We are of the opinion there is no such ambiguity-in the codicil as would justify the introduction of parol testimony to explain the intention or purpose of the testator. But even if that evidence is considered, it does not establish the fact that the codicil was intended to revoke the gift in fee clearly and distinctly made in the sixth clause. The testator may have considered the gift of $2000 to his daughter a sufficient reason for incumbering her fee simple title by the life estate of her mother but not to take away from her entirely the gift. At all events, under the well established rules of law this codicil cannot be held to work a revocation of the devise made to her. This conclusion is also fortified by the presumption that the testator did not intend to leave any part of his estate intestate. Other clauses of the will provide, in every instance where a life estate is given, for a disposition of the fee. Clause 4 gives and devises to his daughters Adeline Chapman and Alice M. Haas, and to his son William Garrett, after the death of his wife, forty acres of the land that he had devised to her for life. Clause 5 devises to his son Richard Garrett and his daughter Edna E. Garrett twenty acres of land devised to his wife for life and forty acres of other land in fee, subject to the wife’s life estate in the twenty acres, and so on, clearly indicating a fixed purpose in the mind of the testator to leave no part of his estate undisposed of by his will.
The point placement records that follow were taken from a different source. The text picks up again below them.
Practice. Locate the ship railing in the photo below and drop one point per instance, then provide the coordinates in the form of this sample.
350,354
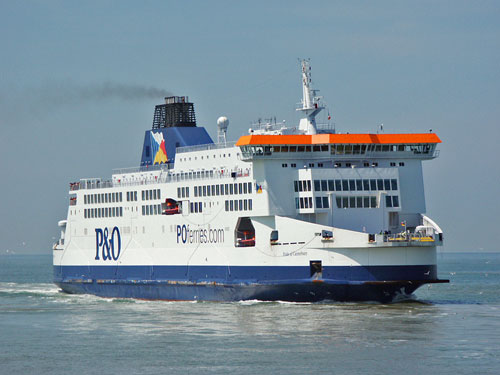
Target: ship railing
205,147
144,168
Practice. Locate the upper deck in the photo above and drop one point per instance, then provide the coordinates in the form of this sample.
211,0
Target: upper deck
373,146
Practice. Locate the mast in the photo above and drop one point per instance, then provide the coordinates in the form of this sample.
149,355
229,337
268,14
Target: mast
310,102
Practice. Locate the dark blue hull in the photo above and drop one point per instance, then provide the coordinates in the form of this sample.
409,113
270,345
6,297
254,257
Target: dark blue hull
376,283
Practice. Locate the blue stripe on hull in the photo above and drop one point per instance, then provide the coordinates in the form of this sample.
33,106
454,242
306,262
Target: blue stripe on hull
243,283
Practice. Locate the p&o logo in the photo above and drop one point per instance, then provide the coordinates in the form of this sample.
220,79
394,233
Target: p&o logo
108,246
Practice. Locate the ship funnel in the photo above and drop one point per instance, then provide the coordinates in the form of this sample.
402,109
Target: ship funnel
222,124
176,112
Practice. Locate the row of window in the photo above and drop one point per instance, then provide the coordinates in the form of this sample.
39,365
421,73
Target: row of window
346,165
102,198
356,202
354,185
303,202
150,194
222,189
302,185
348,149
131,196
90,213
151,209
239,205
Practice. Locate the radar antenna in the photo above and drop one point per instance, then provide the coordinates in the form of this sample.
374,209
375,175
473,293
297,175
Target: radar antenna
310,104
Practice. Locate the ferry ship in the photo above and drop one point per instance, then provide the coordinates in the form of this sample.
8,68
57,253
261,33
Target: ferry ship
294,214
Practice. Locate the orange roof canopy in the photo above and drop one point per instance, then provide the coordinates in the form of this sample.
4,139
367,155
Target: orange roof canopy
318,139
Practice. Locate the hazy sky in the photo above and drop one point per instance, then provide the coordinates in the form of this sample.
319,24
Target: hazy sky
79,81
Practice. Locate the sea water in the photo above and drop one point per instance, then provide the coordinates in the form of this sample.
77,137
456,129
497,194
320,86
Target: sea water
447,329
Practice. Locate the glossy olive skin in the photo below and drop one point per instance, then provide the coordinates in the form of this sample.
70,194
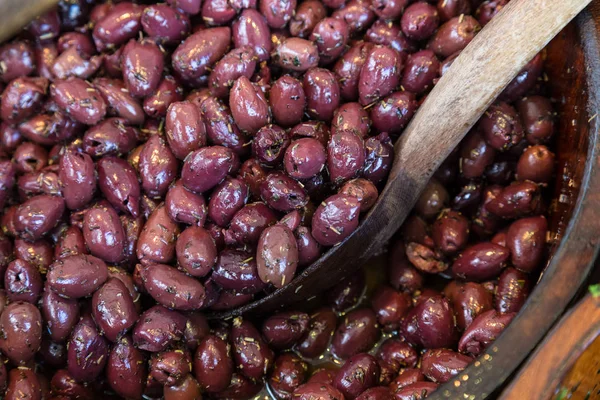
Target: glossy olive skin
253,357
213,365
380,74
296,54
196,251
184,128
454,35
172,288
516,200
126,369
283,330
357,332
158,328
430,324
358,374
480,262
22,282
23,383
237,270
390,306
419,21
335,219
87,352
315,341
77,275
468,300
537,116
526,240
249,222
90,108
113,309
21,328
251,29
192,58
483,331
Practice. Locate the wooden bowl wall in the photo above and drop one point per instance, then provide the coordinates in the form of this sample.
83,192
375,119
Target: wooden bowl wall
573,69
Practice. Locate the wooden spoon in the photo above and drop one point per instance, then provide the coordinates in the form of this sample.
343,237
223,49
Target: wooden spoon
15,14
483,69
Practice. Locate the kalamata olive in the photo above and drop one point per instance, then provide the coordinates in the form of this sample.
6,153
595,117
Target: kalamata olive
480,262
475,155
77,275
251,29
289,372
89,108
440,365
393,112
63,383
380,74
239,388
156,176
249,106
248,223
113,309
420,20
317,390
251,354
213,366
158,328
453,8
22,98
164,24
335,219
22,282
526,239
277,12
103,233
172,288
537,117
119,184
525,80
358,374
358,332
501,126
39,253
23,383
454,35
516,200
196,251
21,328
488,10
450,232
390,306
237,270
184,129
468,301
483,331
87,352
185,206
126,369
536,164
285,329
194,56
296,54
430,324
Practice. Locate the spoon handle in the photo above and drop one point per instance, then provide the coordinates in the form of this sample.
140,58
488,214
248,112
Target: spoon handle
15,14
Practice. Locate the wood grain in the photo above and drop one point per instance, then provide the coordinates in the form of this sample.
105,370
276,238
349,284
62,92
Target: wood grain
478,75
540,377
15,14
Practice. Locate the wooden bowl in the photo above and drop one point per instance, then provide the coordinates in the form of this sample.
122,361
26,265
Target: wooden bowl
573,69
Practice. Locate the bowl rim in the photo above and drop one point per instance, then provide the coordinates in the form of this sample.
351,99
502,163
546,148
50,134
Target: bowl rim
569,267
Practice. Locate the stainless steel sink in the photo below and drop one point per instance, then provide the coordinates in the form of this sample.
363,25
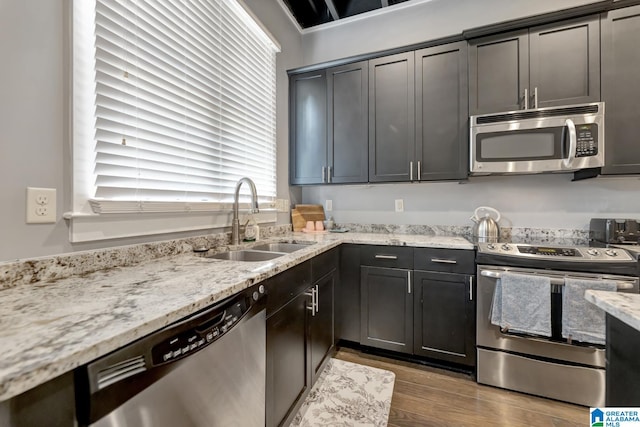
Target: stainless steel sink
248,255
281,247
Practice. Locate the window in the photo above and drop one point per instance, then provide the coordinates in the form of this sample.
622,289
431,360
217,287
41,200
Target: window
173,102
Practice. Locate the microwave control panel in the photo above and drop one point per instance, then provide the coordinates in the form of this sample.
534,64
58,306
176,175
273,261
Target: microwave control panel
587,140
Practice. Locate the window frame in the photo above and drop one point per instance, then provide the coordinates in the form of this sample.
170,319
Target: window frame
134,218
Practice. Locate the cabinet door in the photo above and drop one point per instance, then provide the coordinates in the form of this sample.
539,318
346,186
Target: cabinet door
498,73
564,63
444,315
348,102
620,89
442,128
347,301
287,359
391,117
308,128
321,338
386,309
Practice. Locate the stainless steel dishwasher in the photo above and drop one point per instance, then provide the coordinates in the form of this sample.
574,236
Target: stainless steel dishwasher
205,370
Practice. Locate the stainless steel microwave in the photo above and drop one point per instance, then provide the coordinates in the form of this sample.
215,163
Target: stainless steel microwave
555,139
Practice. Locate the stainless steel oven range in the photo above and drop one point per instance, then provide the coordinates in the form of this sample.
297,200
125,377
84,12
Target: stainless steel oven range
549,366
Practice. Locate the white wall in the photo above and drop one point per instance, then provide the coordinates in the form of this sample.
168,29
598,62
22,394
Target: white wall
34,148
547,201
417,21
540,201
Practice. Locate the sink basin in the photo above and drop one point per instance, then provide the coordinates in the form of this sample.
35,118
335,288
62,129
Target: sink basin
281,247
246,255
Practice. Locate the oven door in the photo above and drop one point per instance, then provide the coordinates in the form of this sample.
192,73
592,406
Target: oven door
490,336
555,144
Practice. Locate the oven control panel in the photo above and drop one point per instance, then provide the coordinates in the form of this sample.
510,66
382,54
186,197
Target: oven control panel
574,253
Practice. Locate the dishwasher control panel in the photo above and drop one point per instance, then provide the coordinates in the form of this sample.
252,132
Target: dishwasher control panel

We think the chancellor erred in holding that the codicil revoked the devise to Martha A. Vestal in fee, and in that particular the decree below must be reversed, otherwise it will be affirmed. The cause will be remanded to the circuit court with directions to proceed in conformity with the views herein expressed. The appellees, except the widow, Juliette Garrett, and the appellants Maude Garrett and Peyton Garrett, Jr., should each pay one-half of the costs of this appeal.

Reversed in part and remanded, with directions.